В назначенное время, когда други наши все удосужились, князь Гаврило начал продолжение своего повествования следующим образом:
— Помнится, остановился я в том месте повествования жизни моей, когда мы с добрым жидом Янькою устроили вновь свое малое хозяйство. Я занимался хлебопашеством, а он торговлею. С соседями жили мы мирно и никогда не отказывали, если они в чем возможном просили нашей помощи. Однако правду говорят, что дьявол хоть где вселится. Янька, будучи на одной ярмарке, познакомился также с торгующим жидом Иосифом и, полюбя его за расторопность, привез погостить ко мне в Фалалеевку, Иосиф был молод, довольно статен и не убог. У нас тотчас родились намерения соединить свои достатки и вместе начать торговлю пообширнее. Это еще более сблизило нас с Иосифом; ибо ничто так скоро не соединяет людей, как взаимная прибыль. Мы скоро поладили, начали, и успех отвечал намерениям.
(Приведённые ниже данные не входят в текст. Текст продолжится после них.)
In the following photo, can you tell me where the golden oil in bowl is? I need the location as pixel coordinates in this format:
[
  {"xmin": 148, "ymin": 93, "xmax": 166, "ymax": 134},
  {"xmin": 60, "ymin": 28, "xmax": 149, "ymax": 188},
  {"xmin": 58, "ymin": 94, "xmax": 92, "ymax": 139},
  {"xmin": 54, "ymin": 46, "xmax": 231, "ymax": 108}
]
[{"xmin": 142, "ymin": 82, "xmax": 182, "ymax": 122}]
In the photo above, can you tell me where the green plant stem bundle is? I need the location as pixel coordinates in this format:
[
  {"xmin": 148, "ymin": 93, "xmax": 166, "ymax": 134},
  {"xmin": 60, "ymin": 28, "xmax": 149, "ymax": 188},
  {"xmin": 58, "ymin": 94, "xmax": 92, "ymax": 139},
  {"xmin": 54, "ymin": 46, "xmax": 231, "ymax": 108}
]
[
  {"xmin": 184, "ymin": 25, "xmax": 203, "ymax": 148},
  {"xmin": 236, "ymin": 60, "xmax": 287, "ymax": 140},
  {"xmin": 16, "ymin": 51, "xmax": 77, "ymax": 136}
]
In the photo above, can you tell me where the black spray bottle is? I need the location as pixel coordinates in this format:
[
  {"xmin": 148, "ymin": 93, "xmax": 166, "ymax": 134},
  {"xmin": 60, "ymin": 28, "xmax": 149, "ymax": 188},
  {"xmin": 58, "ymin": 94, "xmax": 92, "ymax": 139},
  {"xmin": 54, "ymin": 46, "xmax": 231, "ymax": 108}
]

Год провели мы вместе, и все были довольны друг другом.
Я, кажется, дал уже заметить отчасти мысли мои о любви и ненависти. Это также два чувствования, которые сколько ни противуположны одно другому, однако нередко производят одно последствие, именно — погибель людям. В Фалалеевке была мещанка, по имени Устинья, по званию шинкарка. Этот род людей довольно всякому известен. Хотя она была и девица, однако жила не скучно, а об замужестве и не думала. Случайно Иосиф наш познакомился с нею, и хотя он был довольно усердный почитатель бога Авраамова, однако на сей раз не усомнился принести жертву проклятому Астарону. Следствия сего идолослужения были весьма важны.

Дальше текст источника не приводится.